Single by Alabama

from the album Mountain Music
- B-side: "Never Be One"
- Released: January 22, 1982 (U.S.)
- Recorded: 1981
- Genre: Country, bluegrass
- Length: 3:39 (single edit) 4:12 (album version)
- Label: RCA Nashville 13019
- Songwriter: Randy Owen
- Producers: Harold Shedd and Alabama

Alabama singles chronology
| "Love in the First Degree" (1981) | "Mountain Music" (1982) | "Take Me Down" (1982) |

Audio
- "Mountain Music" on YouTube

Music video
- "Mountain Music" on YouTube

= Mountain Music (song) =

"Mountain Music" is a song recorded by American country music band Alabama, written by lead singer Randy Owen. It was released in January 1982 as the lead-off single and title track to Alabama's album Mountain Music.

==About the song==
"Mountain Music" — a song melding the Southern rock and bluegrass genres — has variously been described by country music writers as "a modern country classic" and a song that "practically defined what country groups have strived to accomplish."

According to Randy Owen's book Born Country, "Mountain Music" took him three years to write. He wanted to put his childhood experiences into a song.

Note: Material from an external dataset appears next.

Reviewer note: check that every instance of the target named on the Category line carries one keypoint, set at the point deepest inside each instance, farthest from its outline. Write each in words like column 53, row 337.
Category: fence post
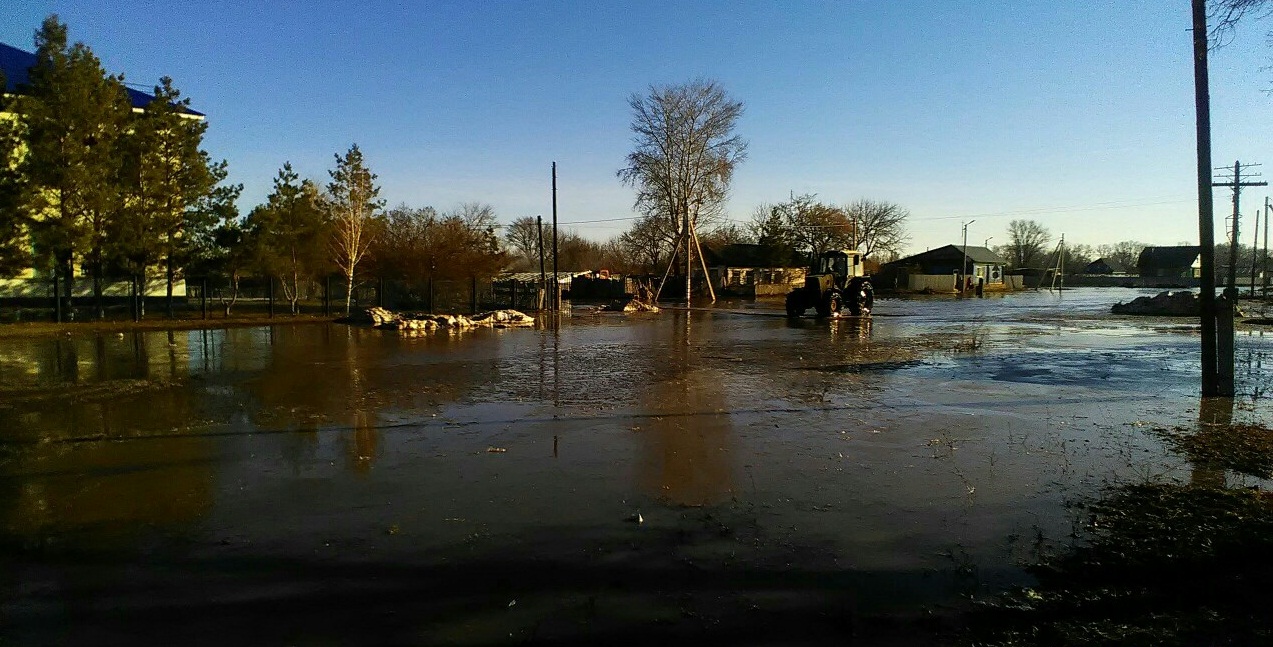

The song references chert rocks, which according to the band is one song lyric that is commonly misheard.

===Vocals===
"Mountain Music" is one of the few Alabama songs where solo vocals can prominently be heard from band members Teddy Gentry and Jeff Cook (in the song's third verse, where lead singer Owen trades off lead vocals with his bandmates).

Brad Paisley's 2011 single "Old Alabama" incorporates the bridge from "Mountain Music", again sung by Owen, Gentry and Cook.

==Single and album edits==
The single edit to "Mountain Music", released for retail sale and radio airplay, cuts the following from the album version:

- The introduction, in which an old mountain philosopher speaks about someday climbing a mountain. This Walter Brennan impression was done by Bob Martin, a guitar handler and roadie with the band. It refers to a song Brennan recorded called "Old Rivers", which repeats the line "... one of these days I'm gonna climb that mountain..." A harmonica solo can also be heard at the very beginning.
- A series of guitar riffs slowly builds in tempo from slow to very fast. This is nestled between the third refrain and the fast-tempoed fiddle-heavy musical bridge before the finalé.

==Cover versions==
Country music duo Montgomery Gentry covered the song from the television special George Strait: ACM Artist of the Decade All Star Concert.

==Critical reception==
In 2024, Rolling Stone ranked the song #61 on its 200 Greatest Country Songs of All Time.

==Charts==
Released in January 1982, "Mountain Music" became Alabama's sixth No. 1 song on Billboard magazine's Hot Country Singles chart the same week the Academy of Country Music named the group the Top Vocal Group and Entertainer of the Year.

To date, "Mountain Music" remains one of the group's most popular songs.

===Weekly charts===

| Chart (1982) | Peak position |
|---|---|
| US Hot Country Songs (Billboard) | 1 |
| US Bubbling Under Hot 100 (Billboard) | 1 |
| Canadian RPM Country Tracks | 1 |
| Canadian RPM Adult Contemporary Tracks | 1 |

===Year-end charts===

| Chart (1982) | Position |
|---|---|
| US Hot Country Songs (Billboard) | 24 |

==Certifications==

Certifications for Mountain Music
| Region | Certification | Certified units/sales |
| United States (RIAA) | Platinum | 1,000,000^{‡} |
^{‡} Sales+streaming figures based on certification alone.